Şimdiye kadar Yahudi partileriyle ittifak yapmayı reddetseler de, Raam partisi bu politikayı esnetecek gibi görünüyor.
Raam koalisyon kuracak mı?
Geçtiğimiz yıl Netanyahu'nun rakibi Benny Gantz Arap partileriyle hükümet kurmayı reddetti.
Netanyahu da şimdiye kadar Raam ile koalisyon kurmaktan uzak dursa da Arap siyasetine karşı söylemini hafifletti.
Bir koalisyon oluşturmaları durumunda hem Netanyahu'nun hem de Abbas'ın kazançlı çıkabileceği noktalar var. Ancak bazı analistler İslami bir partinin Netanyahu'nun diğer ortaklarıyla nasıl birlikte hareket edebileceği konusunda soru işaretleri olduğunu belirtiyor.

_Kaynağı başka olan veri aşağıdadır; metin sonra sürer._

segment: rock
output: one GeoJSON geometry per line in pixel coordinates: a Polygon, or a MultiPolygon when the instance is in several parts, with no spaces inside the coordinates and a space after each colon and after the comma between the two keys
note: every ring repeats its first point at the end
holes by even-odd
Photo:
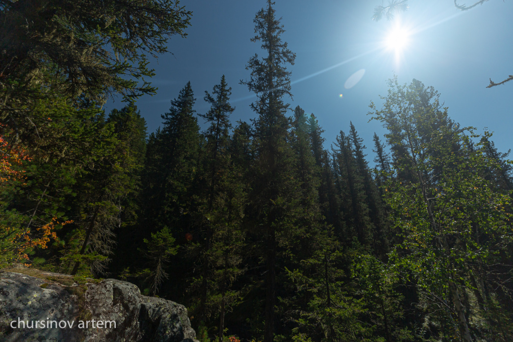
{"type": "Polygon", "coordinates": [[[0,273],[0,340],[198,342],[182,305],[126,281],[40,273],[0,273]]]}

Netanyahu'nun muhtemel ortakları arasında, milliyetçi ve ultra ortodoks Yahudi partileri de var. Netanyahu blokunun bünyesinde açıktan Arap karşıtlığı yapan bir siyasetçi bile mevcut.
Raam'ın koalisyona dahil olması Siyonist partiler arasında bir ayrıma neden olabilir ve tarihi bir Yahudi-Arap ittifakını yaratabilir. Bu durumda hem Netanyahu hem de Abbas seçim öncesi kullandıkları söylemi bir nebze geri almak durumunda kalabilirler.

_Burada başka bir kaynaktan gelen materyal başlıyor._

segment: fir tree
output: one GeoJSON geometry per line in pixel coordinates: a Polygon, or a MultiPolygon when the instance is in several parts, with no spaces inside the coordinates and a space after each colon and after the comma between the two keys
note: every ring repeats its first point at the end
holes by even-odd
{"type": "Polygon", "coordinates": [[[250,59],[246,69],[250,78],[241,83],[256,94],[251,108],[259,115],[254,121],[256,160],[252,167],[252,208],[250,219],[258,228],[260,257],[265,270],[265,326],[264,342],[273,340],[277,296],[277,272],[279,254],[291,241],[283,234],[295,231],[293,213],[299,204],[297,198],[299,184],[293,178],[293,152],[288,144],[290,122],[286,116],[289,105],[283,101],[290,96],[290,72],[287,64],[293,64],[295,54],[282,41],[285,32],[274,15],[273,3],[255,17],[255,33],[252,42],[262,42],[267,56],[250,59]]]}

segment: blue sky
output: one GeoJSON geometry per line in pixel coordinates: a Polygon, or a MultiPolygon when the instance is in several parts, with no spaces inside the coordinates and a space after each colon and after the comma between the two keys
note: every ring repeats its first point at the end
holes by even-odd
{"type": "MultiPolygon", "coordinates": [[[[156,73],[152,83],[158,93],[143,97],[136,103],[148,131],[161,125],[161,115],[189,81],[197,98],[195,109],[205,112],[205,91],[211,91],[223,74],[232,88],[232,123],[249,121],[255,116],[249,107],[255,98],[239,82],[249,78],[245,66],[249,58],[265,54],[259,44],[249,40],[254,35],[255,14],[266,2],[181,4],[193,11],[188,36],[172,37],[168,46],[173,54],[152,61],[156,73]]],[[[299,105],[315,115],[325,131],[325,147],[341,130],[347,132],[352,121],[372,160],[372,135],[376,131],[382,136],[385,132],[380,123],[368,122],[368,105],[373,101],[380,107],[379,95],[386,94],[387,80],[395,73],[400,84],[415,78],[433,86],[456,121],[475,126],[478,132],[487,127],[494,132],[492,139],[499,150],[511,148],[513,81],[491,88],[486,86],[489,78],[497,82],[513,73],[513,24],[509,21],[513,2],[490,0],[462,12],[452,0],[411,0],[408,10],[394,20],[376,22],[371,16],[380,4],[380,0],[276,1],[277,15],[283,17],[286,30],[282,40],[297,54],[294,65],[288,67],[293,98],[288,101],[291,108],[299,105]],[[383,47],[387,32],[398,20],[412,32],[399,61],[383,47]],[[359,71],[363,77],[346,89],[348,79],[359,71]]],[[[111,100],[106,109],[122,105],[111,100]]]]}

Eski BBC Kudüs muhabiri Nawal Assad, bir yolun daha olduğunu kaydediyor. Buna göre, Raam koalisyonda yer almadan Netanyahu'yu destekleyeceği bir formülü önerebilir.
Formüller nasıl belirlenirse belirlensin, Mansur Abbas Arap toplumunun kendisini seçerek masada yer alma iradesini gösterdiğini söylüyor ve buna dayanarak müzakerelere başlıyor.

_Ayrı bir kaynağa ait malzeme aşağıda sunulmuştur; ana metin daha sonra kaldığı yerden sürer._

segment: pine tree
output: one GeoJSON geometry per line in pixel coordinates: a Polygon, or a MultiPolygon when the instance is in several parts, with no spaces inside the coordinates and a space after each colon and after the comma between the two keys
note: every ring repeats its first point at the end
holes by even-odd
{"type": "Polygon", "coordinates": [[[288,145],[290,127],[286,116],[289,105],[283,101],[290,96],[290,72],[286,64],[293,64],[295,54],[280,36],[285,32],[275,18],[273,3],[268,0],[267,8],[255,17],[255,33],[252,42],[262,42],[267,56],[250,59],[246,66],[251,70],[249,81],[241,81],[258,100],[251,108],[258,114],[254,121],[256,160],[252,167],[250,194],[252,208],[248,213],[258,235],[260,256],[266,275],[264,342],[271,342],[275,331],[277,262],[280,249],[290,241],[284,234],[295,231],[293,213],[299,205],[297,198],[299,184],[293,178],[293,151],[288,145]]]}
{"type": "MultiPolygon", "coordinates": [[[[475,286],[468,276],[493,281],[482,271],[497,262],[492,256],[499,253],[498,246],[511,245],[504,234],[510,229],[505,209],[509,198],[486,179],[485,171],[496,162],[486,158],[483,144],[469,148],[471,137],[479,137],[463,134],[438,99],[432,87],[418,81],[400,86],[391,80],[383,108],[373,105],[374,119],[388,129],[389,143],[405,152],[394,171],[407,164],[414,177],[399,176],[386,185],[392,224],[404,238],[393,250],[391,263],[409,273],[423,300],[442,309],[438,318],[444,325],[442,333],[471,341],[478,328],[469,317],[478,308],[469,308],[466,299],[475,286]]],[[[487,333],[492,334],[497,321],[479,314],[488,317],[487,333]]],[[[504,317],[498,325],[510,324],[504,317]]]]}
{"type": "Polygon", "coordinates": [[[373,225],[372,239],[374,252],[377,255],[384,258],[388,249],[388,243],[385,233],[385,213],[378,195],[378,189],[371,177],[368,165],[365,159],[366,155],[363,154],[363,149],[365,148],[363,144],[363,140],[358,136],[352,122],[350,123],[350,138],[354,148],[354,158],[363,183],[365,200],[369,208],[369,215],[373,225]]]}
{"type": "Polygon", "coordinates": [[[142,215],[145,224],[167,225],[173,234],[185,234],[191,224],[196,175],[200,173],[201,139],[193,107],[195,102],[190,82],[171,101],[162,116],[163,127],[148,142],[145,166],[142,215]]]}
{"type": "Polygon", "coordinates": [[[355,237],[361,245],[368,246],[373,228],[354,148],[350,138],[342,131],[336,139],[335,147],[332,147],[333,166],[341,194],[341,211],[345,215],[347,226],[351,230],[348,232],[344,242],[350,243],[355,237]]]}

Ancak kimileri, Arapların çıkarlarının temsil edilmesi konusunda Abbas'la aynı fikirde değil.
Filistinli savaş karşıtı ve kadın hakları aktivisti Itaf Awad, sağcı Likud partisiyle İslami Raam partisi arasında kurulacak koalisyonun "Filistinlilerin yararına olmayacağını" düşünüyor.
Awad, "İsrail'de barış için bu iyi olmayacak. Netanyahu son seferinde Filistinlilerin mahallelerindeki suç ve şiddeti durduracağını vadetmişti ancak hiçbir adım atmadı. Ben hiçbir Arap partisinin sağcı bir partiyi desteklememesi gerektiğini düşünüyorum" diyor.
İsrail siyasetinin zıt kutuplarının bir koalisyonda nasıl yan yana gelebileceği sorusunun, önümüzdeki günlerde yanıtlanması bekleniyor.